The former president’s political endorsements come as the GOP aims to win back majorities in the House of Representatives and Senate in the 2022 midterm elections. Sometimes Trump’s endorsements are in sync with Republican leaders in Congress, and sometimes they’re divergent. And often, they’re bestowed on those Republicans who support his repeated unfounded claims that the 2020 presidential election was “rigged” and “stolen” from him. Among them are secretary of state candidates in Arizona, Georgia, and Michigan, three states Trump narrowly lost last year to now-President Biden.
Regardless of the circumstances, Trump’s backing carries an incredible amount of clout within the GOP, which can make a huge difference in key battleground states, such as Georgia.
Two months after Biden topped Trump by a razor-thin margin in Georgia, the Democrats swept the state’s twin Senate runoff contests, giving them the majority in the chamber.
For months, Trump’s vowed to return to Georgia, to take aim at the top Republicans in the state – Gov. Brian Kemp, Lt. Gov. Geoff Duncan, and Secretary of State Brad Raffensperger – to politically punish them for refusing to help his efforts to overturn the election results in the Peach State.
Trump has endorsed Rep. Jody Hice in his primary challenge against Raffensperger, and he’s backing state Sen. Burt Jones in the race to succeed Duncan, who decided against running for reelection next year. While Trump has yet to support any primary challenge against Kemp, he’s pledged to return to Georgia to campaign against the governor.

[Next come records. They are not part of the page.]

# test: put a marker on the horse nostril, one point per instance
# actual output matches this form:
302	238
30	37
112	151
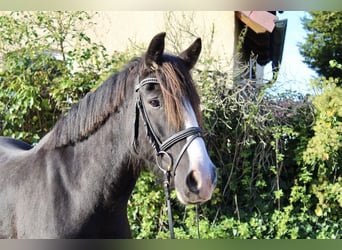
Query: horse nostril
192	183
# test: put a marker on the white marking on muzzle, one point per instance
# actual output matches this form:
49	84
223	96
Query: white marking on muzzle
201	166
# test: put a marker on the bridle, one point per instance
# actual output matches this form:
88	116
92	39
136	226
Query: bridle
161	147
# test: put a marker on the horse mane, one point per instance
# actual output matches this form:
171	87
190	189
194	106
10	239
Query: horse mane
92	111
177	85
86	116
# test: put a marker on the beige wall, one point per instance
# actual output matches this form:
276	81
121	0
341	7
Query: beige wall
115	29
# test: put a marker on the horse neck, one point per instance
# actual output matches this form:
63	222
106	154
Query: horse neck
101	164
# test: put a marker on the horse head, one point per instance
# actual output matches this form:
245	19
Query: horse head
168	106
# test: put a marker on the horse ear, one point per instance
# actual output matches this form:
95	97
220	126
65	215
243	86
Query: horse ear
191	54
155	51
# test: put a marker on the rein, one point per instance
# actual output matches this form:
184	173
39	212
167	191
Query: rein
189	134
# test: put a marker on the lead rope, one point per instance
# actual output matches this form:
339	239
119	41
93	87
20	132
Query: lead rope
197	222
167	177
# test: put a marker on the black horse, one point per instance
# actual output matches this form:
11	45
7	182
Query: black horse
76	182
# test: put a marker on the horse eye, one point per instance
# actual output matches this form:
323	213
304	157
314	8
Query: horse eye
154	103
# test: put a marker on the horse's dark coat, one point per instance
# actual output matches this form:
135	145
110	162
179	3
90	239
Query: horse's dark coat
76	182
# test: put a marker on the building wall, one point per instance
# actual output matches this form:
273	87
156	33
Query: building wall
117	30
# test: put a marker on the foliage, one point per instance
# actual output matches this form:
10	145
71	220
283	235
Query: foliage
323	42
47	65
278	154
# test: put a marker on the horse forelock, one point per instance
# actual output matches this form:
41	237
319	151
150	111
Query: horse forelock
177	86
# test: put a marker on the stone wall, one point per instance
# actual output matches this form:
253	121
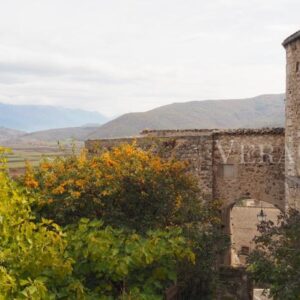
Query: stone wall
292	46
249	164
229	164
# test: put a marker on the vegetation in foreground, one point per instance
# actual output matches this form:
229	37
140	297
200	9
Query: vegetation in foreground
276	261
122	225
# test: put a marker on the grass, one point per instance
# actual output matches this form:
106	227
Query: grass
34	154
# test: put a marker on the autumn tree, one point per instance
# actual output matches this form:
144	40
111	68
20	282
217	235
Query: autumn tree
125	187
135	190
86	260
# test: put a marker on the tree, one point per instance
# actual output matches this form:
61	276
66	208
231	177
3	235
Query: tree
136	191
41	260
125	187
113	263
275	263
32	261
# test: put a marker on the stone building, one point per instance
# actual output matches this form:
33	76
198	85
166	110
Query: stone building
292	136
235	165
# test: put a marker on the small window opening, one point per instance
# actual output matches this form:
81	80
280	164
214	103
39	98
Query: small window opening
245	250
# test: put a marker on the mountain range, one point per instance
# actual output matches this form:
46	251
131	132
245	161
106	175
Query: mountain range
260	111
41	117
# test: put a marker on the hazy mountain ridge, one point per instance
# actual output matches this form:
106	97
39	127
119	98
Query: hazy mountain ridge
7	133
41	117
261	111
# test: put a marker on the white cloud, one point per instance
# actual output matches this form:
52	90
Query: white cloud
130	55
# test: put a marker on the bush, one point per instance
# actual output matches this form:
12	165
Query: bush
275	263
125	187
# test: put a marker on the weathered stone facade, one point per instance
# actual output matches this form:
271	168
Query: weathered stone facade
292	46
230	164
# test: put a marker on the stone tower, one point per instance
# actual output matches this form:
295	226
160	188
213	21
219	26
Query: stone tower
292	133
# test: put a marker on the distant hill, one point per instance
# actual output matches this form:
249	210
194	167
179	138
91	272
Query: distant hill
41	117
6	133
261	111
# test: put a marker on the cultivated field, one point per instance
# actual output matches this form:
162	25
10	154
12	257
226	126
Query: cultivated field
35	153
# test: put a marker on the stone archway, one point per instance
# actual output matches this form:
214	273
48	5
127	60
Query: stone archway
241	225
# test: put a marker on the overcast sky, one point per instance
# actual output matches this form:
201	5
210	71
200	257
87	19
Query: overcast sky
133	55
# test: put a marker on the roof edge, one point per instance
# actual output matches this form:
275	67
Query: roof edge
295	36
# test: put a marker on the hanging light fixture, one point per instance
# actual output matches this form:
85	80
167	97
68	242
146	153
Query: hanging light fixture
261	216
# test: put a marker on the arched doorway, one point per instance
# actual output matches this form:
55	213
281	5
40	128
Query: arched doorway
244	216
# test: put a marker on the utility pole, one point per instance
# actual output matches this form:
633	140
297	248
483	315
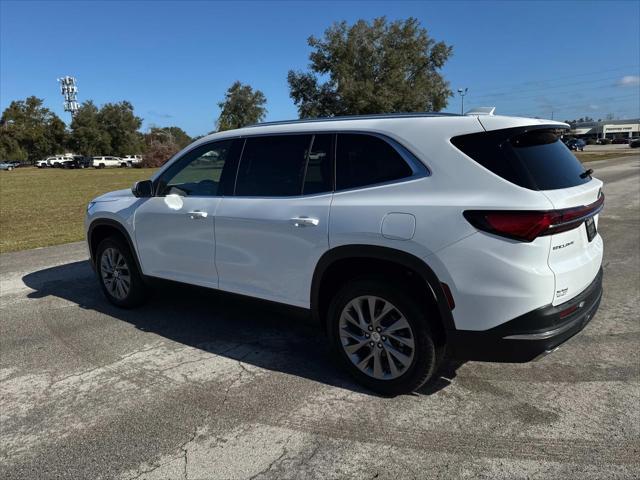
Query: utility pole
462	93
69	91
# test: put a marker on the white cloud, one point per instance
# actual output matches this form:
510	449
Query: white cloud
629	81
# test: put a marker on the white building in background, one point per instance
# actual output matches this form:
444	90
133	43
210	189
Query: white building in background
607	129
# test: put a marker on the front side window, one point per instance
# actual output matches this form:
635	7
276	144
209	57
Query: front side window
273	166
363	160
201	171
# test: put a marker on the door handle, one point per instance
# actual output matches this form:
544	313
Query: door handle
197	215
304	222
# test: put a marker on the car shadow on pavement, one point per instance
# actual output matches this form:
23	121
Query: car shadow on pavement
259	333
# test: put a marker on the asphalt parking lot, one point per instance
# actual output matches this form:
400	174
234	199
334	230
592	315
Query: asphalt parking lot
201	385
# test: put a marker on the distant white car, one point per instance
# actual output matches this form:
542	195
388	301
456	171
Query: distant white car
130	160
108	161
56	160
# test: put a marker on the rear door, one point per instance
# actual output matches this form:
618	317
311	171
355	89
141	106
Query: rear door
272	232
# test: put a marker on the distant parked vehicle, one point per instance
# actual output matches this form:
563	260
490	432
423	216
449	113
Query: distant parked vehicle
130	160
620	141
57	160
108	161
78	161
576	144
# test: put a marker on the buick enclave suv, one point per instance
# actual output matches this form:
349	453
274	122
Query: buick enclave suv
407	236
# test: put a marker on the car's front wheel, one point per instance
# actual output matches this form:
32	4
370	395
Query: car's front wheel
118	274
382	336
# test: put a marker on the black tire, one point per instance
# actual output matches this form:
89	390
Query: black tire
136	293
426	356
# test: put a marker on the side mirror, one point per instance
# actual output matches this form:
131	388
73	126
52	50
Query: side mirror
142	189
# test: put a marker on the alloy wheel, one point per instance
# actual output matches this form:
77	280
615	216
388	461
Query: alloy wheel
377	337
115	273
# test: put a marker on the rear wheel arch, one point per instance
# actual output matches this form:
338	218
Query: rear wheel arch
341	264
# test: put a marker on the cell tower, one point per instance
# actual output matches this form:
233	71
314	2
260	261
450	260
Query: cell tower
69	91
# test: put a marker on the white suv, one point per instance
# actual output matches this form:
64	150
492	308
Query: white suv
407	236
108	161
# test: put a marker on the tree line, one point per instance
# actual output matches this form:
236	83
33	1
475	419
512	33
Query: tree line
363	68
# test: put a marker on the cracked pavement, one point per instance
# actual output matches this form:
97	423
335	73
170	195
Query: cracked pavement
202	385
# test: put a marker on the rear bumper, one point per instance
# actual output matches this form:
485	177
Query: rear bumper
530	335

In addition, Trump has already endorsed challengers taking on four of the 10 House Republicans who voted to impeach him at the beginning of the year for his role in inciting the Jan. 6 insurrection at the U.S. Capitol by right-wing extremists aimed at disrupting congressional certification of Biden’s Electoral College victory.
And Trump’s backing former Alaska commissioner of administration Kelly Tshibaka, who’s challenging longtime Sen. Lisa Murkowski of Alaska, the only one of the seven GOP senators who voted to convict Trump in February’s impeachment trial who’s potentially running for reelection next year.
While Trump’s endorsements — for better or worse — immediately impact the 2022 race, Lesperance also sees an ulterior motive. “It seems clear, Mr. Trump is playing the role of kingmaker in a way that ensures he has allies in place should he make a run again for president,” he surmised.